Benchmark analysts reiterated a Buy rating and $77 per share price target for Formula One Group (FWONA) in a note on Wednesday ahead of this weekend’s landmark Monaco Grand Prix and the closure of negotiations over both the new 2026 technical rules and new F1 Concorde Agreement.
Benchmark’s optimism is bolstered by the expectation of significant regulatory changes and changing competitive dynamics.
Analysts say the dominance of Red Bull and Max Verstappen is beginning to wane, as evidenced by Lando Norris’ surprise Grand Prix victory and notable improvements over Ferrari, McLaren and Aston Martin. These developments suggest a more competitive environment is emerging, forcing Red Bull to speed up its own updates.
Additionally, the investment firm says Formula One continues to strike a delicate balance between maintaining its legendary European races such as Imola and Monaco while expanding into fast-growing markets such as Thailand.

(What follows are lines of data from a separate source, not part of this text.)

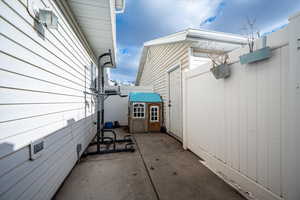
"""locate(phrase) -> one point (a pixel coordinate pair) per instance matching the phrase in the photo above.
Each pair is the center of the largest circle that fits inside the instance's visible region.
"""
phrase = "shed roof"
(148, 97)
(222, 41)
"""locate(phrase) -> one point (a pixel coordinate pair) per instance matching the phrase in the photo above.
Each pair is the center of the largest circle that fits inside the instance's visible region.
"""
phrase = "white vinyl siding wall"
(159, 59)
(241, 126)
(42, 84)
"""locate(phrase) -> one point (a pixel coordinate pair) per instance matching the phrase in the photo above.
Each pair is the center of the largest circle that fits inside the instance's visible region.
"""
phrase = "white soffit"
(96, 19)
(200, 39)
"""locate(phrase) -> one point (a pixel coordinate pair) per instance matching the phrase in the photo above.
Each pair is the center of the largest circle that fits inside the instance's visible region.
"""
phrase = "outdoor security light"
(48, 18)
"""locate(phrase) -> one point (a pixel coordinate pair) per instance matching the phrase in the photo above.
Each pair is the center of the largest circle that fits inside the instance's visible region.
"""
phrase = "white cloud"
(176, 15)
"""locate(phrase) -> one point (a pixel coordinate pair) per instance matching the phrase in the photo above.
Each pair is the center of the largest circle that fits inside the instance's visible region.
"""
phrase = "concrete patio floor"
(171, 173)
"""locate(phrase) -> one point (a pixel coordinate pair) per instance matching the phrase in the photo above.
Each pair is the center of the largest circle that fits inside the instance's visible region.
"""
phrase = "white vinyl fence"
(244, 127)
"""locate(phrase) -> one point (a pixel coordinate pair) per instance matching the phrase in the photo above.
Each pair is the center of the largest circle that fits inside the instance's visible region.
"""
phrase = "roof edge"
(191, 35)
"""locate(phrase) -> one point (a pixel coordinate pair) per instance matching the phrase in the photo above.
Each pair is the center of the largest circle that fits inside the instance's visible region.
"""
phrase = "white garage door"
(175, 102)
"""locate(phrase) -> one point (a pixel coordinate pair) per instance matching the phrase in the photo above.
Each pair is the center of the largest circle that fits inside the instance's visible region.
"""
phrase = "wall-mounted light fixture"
(48, 18)
(41, 14)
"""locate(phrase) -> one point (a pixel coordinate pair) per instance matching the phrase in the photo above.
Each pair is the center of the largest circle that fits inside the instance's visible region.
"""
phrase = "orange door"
(154, 117)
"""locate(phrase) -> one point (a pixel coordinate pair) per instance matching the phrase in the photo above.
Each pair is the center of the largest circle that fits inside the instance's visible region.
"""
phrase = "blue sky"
(145, 20)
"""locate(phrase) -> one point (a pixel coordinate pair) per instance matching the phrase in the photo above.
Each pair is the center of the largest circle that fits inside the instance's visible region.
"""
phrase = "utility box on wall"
(144, 112)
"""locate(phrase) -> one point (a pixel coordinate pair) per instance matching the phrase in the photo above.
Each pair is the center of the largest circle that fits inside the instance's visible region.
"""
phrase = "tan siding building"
(160, 59)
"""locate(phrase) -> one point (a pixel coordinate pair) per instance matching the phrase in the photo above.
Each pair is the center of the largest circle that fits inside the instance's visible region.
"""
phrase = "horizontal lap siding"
(160, 58)
(42, 84)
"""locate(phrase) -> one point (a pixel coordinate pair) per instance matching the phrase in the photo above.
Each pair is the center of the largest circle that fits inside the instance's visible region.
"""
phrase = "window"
(154, 114)
(138, 110)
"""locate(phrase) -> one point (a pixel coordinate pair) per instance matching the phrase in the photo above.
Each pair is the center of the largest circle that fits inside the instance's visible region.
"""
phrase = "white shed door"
(175, 102)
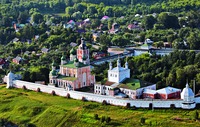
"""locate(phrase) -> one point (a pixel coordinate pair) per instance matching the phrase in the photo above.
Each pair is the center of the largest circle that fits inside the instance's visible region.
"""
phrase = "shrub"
(103, 119)
(53, 93)
(108, 119)
(68, 95)
(24, 87)
(96, 116)
(196, 115)
(134, 107)
(38, 90)
(104, 102)
(142, 120)
(172, 106)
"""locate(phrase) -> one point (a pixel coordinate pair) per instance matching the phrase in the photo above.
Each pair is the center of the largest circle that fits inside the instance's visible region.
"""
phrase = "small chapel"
(118, 74)
(74, 73)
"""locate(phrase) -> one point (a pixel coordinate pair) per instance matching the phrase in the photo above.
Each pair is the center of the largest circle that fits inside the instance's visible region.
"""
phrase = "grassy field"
(24, 108)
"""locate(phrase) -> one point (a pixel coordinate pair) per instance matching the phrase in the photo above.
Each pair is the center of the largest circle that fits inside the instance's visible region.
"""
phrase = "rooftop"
(67, 78)
(131, 83)
(71, 64)
(168, 90)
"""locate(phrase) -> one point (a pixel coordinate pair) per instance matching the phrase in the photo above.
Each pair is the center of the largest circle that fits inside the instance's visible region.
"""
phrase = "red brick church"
(74, 73)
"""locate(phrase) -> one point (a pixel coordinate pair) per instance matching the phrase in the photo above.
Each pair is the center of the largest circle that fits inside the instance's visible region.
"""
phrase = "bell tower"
(83, 53)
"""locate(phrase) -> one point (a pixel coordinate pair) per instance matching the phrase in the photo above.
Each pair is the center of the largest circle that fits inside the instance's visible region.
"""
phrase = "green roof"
(67, 78)
(130, 84)
(63, 58)
(72, 65)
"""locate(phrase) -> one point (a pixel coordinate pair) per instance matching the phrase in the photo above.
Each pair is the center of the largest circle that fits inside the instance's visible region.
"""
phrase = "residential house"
(71, 24)
(15, 40)
(114, 29)
(104, 18)
(17, 60)
(98, 55)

Analysts say the expansion is significant given growing interest from consumers around the world, especially younger audiences who value experience-based spending. The sport’s ability to attract large and predictable audiences continues to drive strong demand for sponsorship from leading brands.
Negotiations on a new Compact Agreement, due to begin in 2026, are advancing against the backdrop of rising Formula One revenues and higher team valuations. In addition, potential regulatory changes, including a switch to fully clean fuels and a possible return to V8 engines, are seen as a reflection of the sport’s commitment to innovation and sustainability.
As the Monaco Grand Prix approaches, Benchmark remains confident in FWONA’s growth prospects, underpinned by these strategic developments and the sport’s enduring global appeal.